The release of the second estimate of GDP in the 3rd quarter of 2013 marks an important milestone in the current slump. The fall in investment has for long been the driving force of the current crisis and in fact preceded it. As in many other countries investment (Gross Fixed Capital Formation) in Britain began to fall before the recession began. It also statistically accounts for the recession as the fall in investment is larger than the total fall in GDP.
With the publication of the latest GDP data it is now the case that the decline in business investment alone more than accounts for the entire slump in GDP in the current crisis. It is always possible that the data could be revised substantially with the release of the third estimate in the National Accounts data (and could be revised later). But the most recent data show that the total fall in GDP since the 1st quarter of 2008 to the 3rd quarter of 2013 is £40bn. Over the same period the total decline in investment (GFCF) is £61bn. This includes investment by firms, by government and by private households. But it is firms that play a dominant role in the British economy and its level of investment.
The decline in business investment now amounts to £42bn and exceeds the total decline in GDP of £40bn. These are shown in Chart1 below.
The fact that the decline in both business investment and total investment can exceed the decline in GDP is accounted for by the fact that other components of growth have increased. Again, the data is subject to revision in the final release (on 20 December). But both government consumption spending and net exports have increased. The change GDP and its main components since the 1st quarter of 2008 are shown in Chart 2 below.

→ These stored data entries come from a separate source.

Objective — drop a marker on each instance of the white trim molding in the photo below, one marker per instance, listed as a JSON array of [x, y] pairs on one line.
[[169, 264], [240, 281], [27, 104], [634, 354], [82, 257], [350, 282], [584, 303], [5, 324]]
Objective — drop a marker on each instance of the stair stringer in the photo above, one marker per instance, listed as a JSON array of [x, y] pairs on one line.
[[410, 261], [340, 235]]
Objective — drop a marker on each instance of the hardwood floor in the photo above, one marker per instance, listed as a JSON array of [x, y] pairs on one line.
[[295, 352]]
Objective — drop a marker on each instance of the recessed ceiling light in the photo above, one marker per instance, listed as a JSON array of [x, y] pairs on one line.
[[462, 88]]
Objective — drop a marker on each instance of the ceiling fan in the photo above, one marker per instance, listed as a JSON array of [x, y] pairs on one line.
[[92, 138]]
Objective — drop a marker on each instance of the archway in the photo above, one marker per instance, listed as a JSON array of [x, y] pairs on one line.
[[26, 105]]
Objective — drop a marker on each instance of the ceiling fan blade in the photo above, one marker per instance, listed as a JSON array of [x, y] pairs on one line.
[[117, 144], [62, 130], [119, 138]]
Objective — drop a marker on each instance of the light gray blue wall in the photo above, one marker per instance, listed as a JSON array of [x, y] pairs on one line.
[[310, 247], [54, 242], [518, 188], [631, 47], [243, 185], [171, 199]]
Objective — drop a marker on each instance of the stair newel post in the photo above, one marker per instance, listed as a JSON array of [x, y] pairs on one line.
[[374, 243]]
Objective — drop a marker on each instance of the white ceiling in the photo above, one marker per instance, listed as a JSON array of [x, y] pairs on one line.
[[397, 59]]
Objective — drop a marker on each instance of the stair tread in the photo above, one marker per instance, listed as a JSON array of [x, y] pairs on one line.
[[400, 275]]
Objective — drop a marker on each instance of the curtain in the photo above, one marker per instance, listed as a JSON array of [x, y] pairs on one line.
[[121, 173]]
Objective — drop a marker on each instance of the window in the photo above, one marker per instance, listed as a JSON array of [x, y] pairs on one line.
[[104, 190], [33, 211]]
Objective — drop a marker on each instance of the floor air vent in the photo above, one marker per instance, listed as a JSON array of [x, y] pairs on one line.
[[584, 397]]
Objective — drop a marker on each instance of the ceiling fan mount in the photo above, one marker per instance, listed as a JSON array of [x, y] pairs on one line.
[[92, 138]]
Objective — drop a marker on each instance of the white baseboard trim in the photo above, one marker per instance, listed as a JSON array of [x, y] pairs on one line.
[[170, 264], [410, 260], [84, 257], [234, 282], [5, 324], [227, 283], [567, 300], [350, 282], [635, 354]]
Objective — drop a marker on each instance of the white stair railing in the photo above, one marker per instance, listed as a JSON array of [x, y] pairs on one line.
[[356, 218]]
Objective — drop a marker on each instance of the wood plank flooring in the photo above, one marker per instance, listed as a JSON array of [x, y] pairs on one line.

Zero growth in consumption is hardly to be commended. Yet it is much stronger than the performance of GDP in aggregate. This belies any notion that weak demand is driving the slump. There are a series of variants of this idea, that the economy lacks ‘effective demand’ or is suffering from ‘under-consumption’ and so on.
The driving force of the slump remains the fall in investment, led by the fall in business investment. The fall in business investment alone more than accounts for the entirety of the prolonged crisis. Government could act to offset this by investing on its own account, if necessary drawing on the resources of the private sector to do so. Instead, the Coalition cut public sector investment by £6bn after Labour increased it modestly.
It is still the case that increased public sector investment is the only viable means of resolving the crisis that doesn’t lead to further misery for the majority of the population.